The text of the report starts on page 2--"Overview of United States Activities in Libya"
"In his address to the nation on Libya on March 28, 2011, President Obama presented a comprehensive explanation for why he authorized military action as part of an international coalition to protect the people of Libya and to enforce U.N. Security Council Resolution (UNSCR) 1973."
(UNSCR) 1973 is a U.N. resolution passed in March allowing the Security Council to enforce a no-fly zone over Libya. The establishment of a no-fly zone is an aerial blockade, which is an act of war. Throughout the entire report the only specific legislative acts cited by the White House justifying his actions are U.N. resolutions. (UNSCR 1973, and UNSCR 1970) The President believes that a mandate from the U.N. trumps U.S. constitutional requirements for him get permission from Congress to declare war, and the 60 day limit set down for him to commit troops overseas without congressional approval outlined in the War Powers Resolution. In this belief the President is dead wrong.
In Chapter VII, Article 43 of the U.N. charter titled "ACTION WITH RESPECT TO THREATS TO THE PEACE, BREACHES OF THE PEACE, AND ACTS OF AGGRESSION" describing the U.N. Security Council's legal authority and process for waging war, it states:
"The agreement or agreements shall be negotiated as soon as possible on the initiative of the Security Council. They shall be concluded between the Security Council and Members or between the Security Council and groups of Members and shall be subject to ratification by the signatory states in accordance with their respective constitutional processes."

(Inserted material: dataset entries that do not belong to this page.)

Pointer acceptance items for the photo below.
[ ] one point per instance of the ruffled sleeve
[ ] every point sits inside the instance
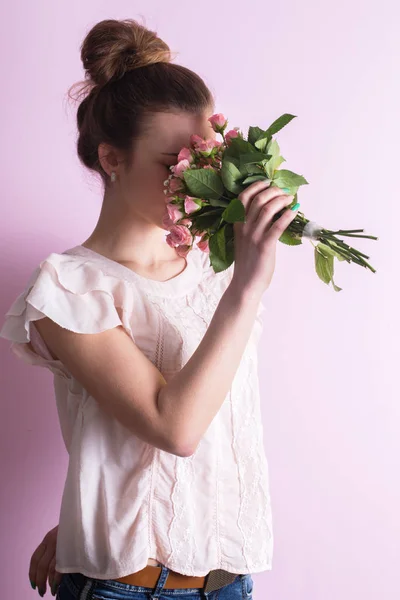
(69, 290)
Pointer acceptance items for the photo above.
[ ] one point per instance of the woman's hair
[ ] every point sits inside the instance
(127, 74)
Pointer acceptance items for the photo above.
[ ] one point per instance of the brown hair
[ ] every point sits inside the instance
(127, 74)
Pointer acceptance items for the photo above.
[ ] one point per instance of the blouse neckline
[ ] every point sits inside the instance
(176, 286)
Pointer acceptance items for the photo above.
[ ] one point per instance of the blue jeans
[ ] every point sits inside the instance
(75, 586)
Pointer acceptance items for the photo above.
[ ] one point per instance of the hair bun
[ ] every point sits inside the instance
(113, 47)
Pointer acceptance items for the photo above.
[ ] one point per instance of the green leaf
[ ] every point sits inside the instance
(253, 157)
(328, 250)
(285, 178)
(323, 264)
(231, 177)
(262, 143)
(290, 238)
(253, 178)
(281, 122)
(203, 183)
(275, 160)
(254, 134)
(331, 251)
(237, 147)
(234, 211)
(221, 250)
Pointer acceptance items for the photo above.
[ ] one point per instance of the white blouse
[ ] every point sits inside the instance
(125, 500)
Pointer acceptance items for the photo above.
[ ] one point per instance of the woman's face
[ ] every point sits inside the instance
(166, 134)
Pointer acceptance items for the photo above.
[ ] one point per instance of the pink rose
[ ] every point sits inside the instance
(195, 139)
(185, 154)
(175, 184)
(179, 168)
(232, 133)
(203, 245)
(205, 147)
(183, 250)
(174, 212)
(179, 235)
(218, 122)
(191, 205)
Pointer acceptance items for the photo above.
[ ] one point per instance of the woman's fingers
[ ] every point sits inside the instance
(42, 563)
(54, 576)
(34, 563)
(42, 568)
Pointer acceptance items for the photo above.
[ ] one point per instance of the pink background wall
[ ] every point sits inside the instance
(328, 361)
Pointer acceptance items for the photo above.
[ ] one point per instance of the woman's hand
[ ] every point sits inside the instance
(255, 240)
(43, 563)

The law can't be any clearer--U.N. mandates do not trump the U.S. Constitution or the constitutions of any of the individual member nations with respect to their participation in overseas conflict.

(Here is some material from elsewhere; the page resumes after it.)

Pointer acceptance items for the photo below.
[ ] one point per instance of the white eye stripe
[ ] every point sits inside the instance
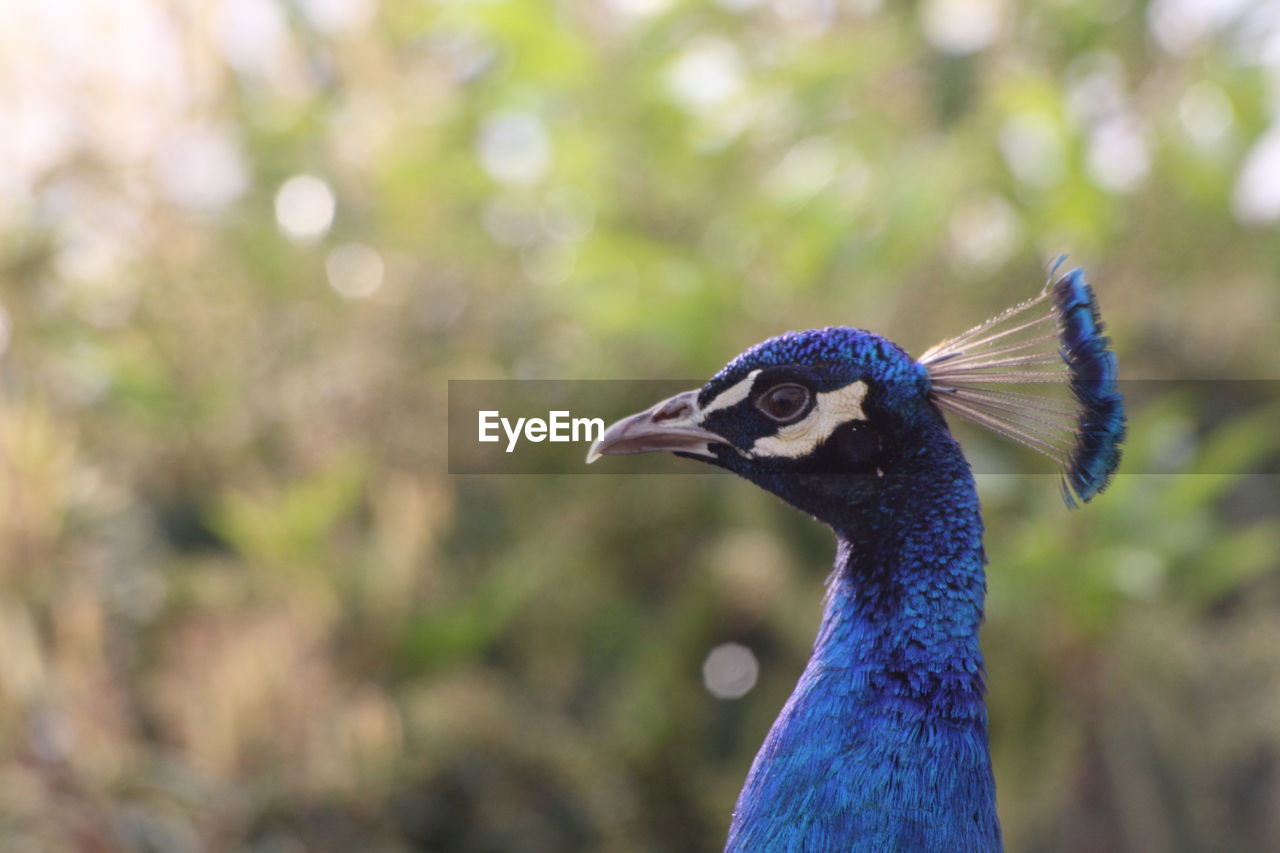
(831, 409)
(732, 395)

Throughout page 2 the report rehashes what led to the conflict in Libya. One important point to note is this appeal:
"In contrast, the war in Bosnia raged for nearly two years before the first NATO military operations took place, and three years before NATO began ground strikes to protect the civilian population."
Referencing Bosnia as a historical precedent for why the President couldn't wait for approval from Congress is not a legal argument when it doesn't pertain to the immediate security of the United States. On top of that, since the White House was able to put together this formal report to defend itself so shortly after it found out that the President was being sued, there is no reason to believe that a similarly styled request for permission from Congress couldn't have been presented and voted on in an emergency session before the bombs started falling on Libya if the President felt there was such an important need to go to war.